Redness. PS. There is no limit to protagonism Come
How would you describe the contemporary art scene in Venice? in Italy? What are the most rewarding aspects of living and working in Venice for you?
I Love Venice. I like all its Yes’s and all his No’s…. Twenty years ago when I chose to live and work in this city, I wondered: but Venice, is it a passionate city? Does it have a fire in it?…. Where could Othello go mad with insane jealousy but in the homeland of domination and the market? Burning passions, which have nothing to share with psychology and feeling. But there is also the fire of the Great factory of the Arsenal and the thousand furnaces of Murano: lively passion of the sea and glass. I think of the “fire” of betrayed and fatal loves, the one that inevitably marries death and decay : Thomas Mann and Gabriele D’annunzio. I think of Venice’s palaces, churches, museums.. : art. Venice is a city where water surrounds it, sustains it, feeds it: an indissoluble union.
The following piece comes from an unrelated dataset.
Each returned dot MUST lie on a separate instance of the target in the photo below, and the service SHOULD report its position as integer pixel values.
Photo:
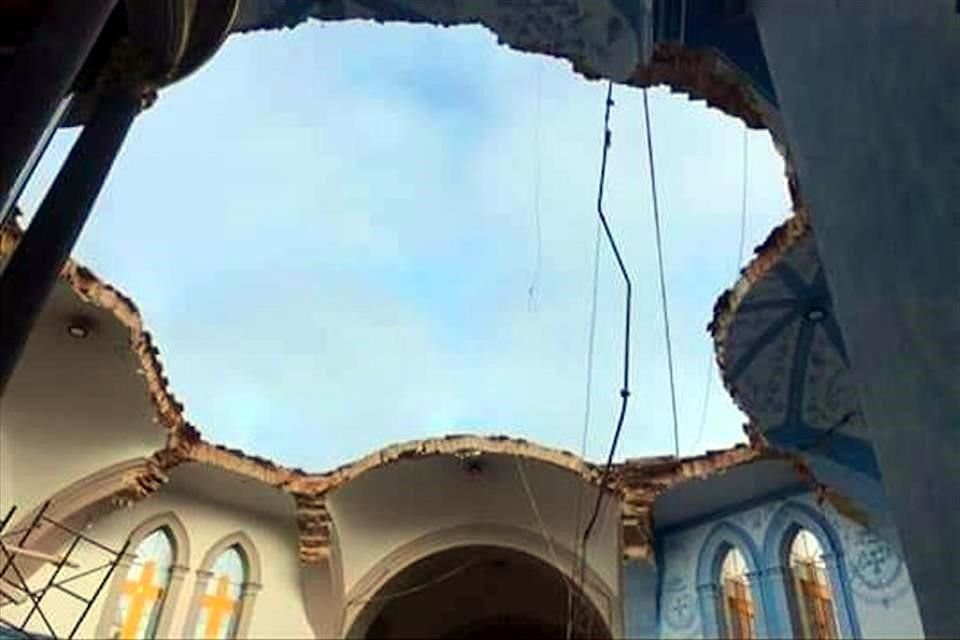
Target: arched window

The water element is present in many of my works: paintings of water, underwater..a continuous metamorphosis where, unintentionally, there is a continuous reference to the Serenissima, to its magic and flattery that appear to my eyes as unknown Impossible Creatures: my work, photography of the invisible. It’s the appeal to an “other”world. These are my “fires“ “of Venice, the braziers that, perhaps unknowingly, direct my gestures in painting, my own life, despite the fact that now everything around me says the opposite : “barbaric invasions” of tourists, wave motion, large ships, high water, ecosystem at risk, garbage etc. For this reason, I still wonder: how many and what colors does the “flame” have inside me ? What forms can it take, what beings to represent before succumbing to the entropy that constantly threatens us? Contemporary Art in Venice is concentrated in the Biennale of painting or architecture, the Biennale dance and theater, The Film Festival. Everything else is always very slow and requires a particular effort that is often not repaid both as public and as economic revenue.
What are your plans for 2021 as an artist? What projects are you working on and planning?
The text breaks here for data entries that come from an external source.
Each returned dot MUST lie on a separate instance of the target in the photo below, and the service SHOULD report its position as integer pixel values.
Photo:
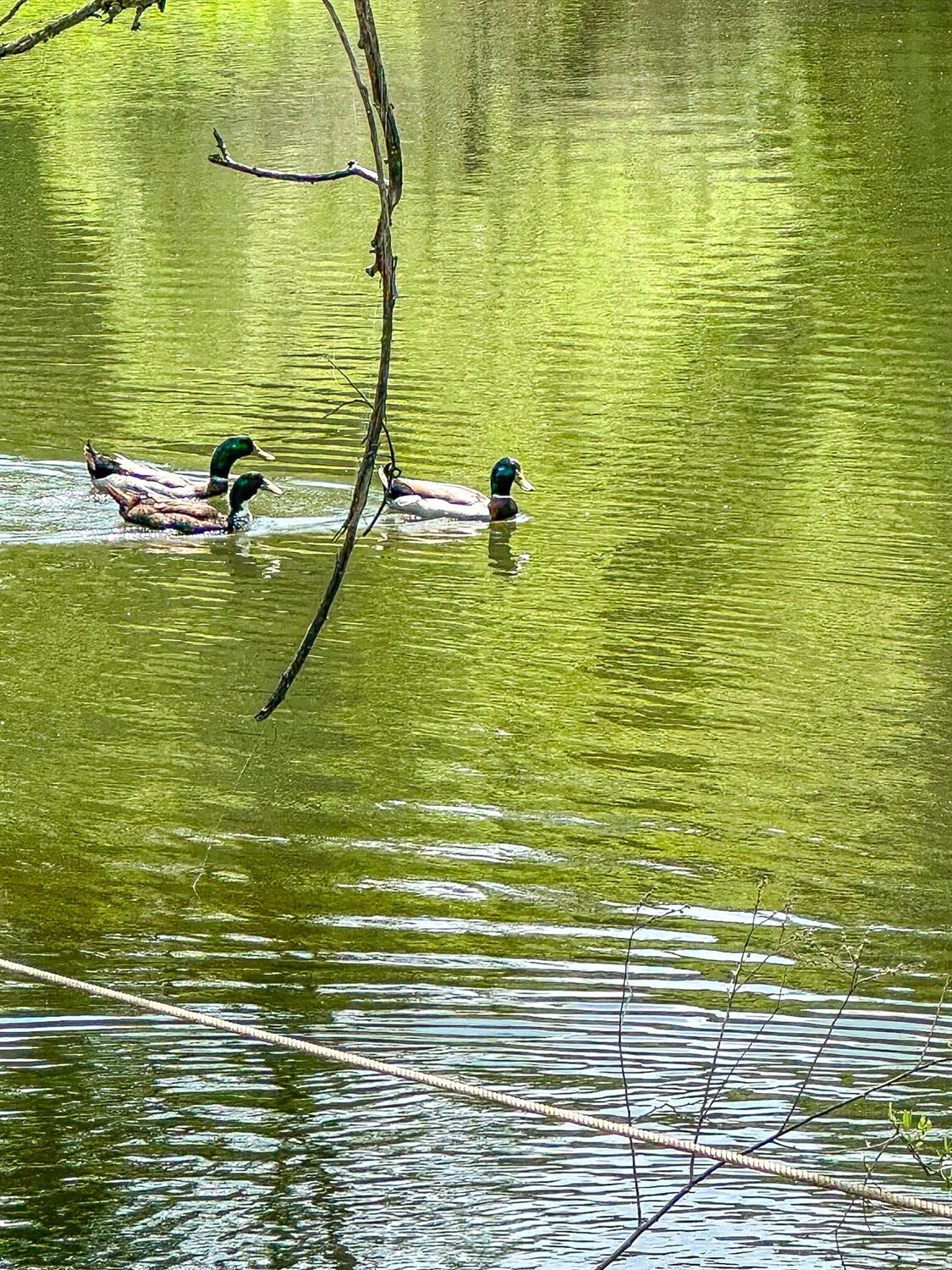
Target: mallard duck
(190, 515)
(134, 477)
(431, 500)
I currently have an exhibition “Empty Eden” at the Casa Gaia Da Camino Museum in Portobuffolè (Tv), which following anti Covid provisions is closed from November 3, 2020 and is not yet open, but will be extended until April 5, 2021 or beyond. I hope that the project at the Fondazione Sandretto Re Rebaudengo in Turin that was planned in 2020, but skipped and postponed due to the pandemic, can take shape, as well as new collaborations with galleries such as Bugno Art Gallery and in other projects in Belgium.